During collection, you will need to use get-root-set to obtain the current set of roots. In gc:alloc-flat, you should not list any additional identifiers. However, in gc:cons, you must provide the arguments (the first and rest fields), since these are roots. (If you don't list them, you will need to treat them specially and be sure to update them with set!).

In the mark & sweep collector, you should maintain a free list in the heap. That is, you should not use any auxiliary data structure; instead, use the available space in the heap to keep track of the free list. You may use one extra box (“register”) to point to the start of the free list. You may need to adjust your allocation accordingly to have enough space to maintain free list pointers!

You will probably want to use numbers to represent locations, but you may use another representation if it eases your implementation. Also, to help see what is happening, you might want to print a representation of the heap before and after every garbage collection. You can use the Scheme printf function:

(printf "Heap is ~a~n" Heap)

Some final words of advice:

You will want to test your program with small heap sizes, so that the garbage collector runs frequently.
You do not need to compact memory in mark-and-sweep.
You may find it convenient to use the Scheme construct set!, which allows you to mutate a variable without using boxes. We recommend you use this feature only in one instance: when swapping the semispaces in the stop & copy collector. This will save you the trouble of unboxing the heap every time you use it.

FAQ

get-root-set seems to return duplicate roots. Is this a bug in the support code? No, this is the intended behavior.
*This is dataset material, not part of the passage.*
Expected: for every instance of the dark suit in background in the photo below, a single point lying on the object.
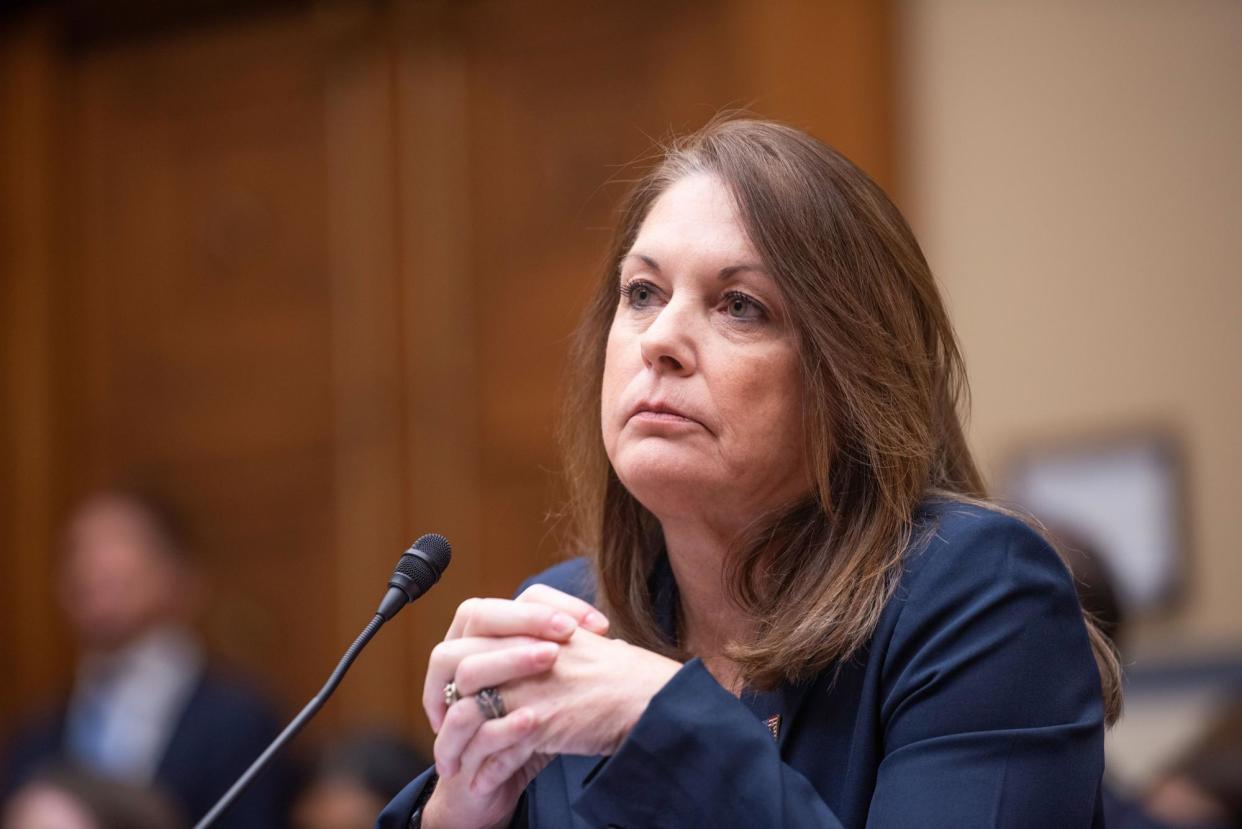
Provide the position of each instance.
(221, 730)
Roots come from walking the stack, and several frames may refer to the same variable. Moreover, different variables may refer to the same heap location. You need to update all of them in your stop & copy collector.

It would be a lot easier if I could just make all objects consume the same amount of space. Would that be acceptable? No! We've been extremely easy-going in only making you handle two sizes. To reduce it to one size would make the problem trivial and unrealistic.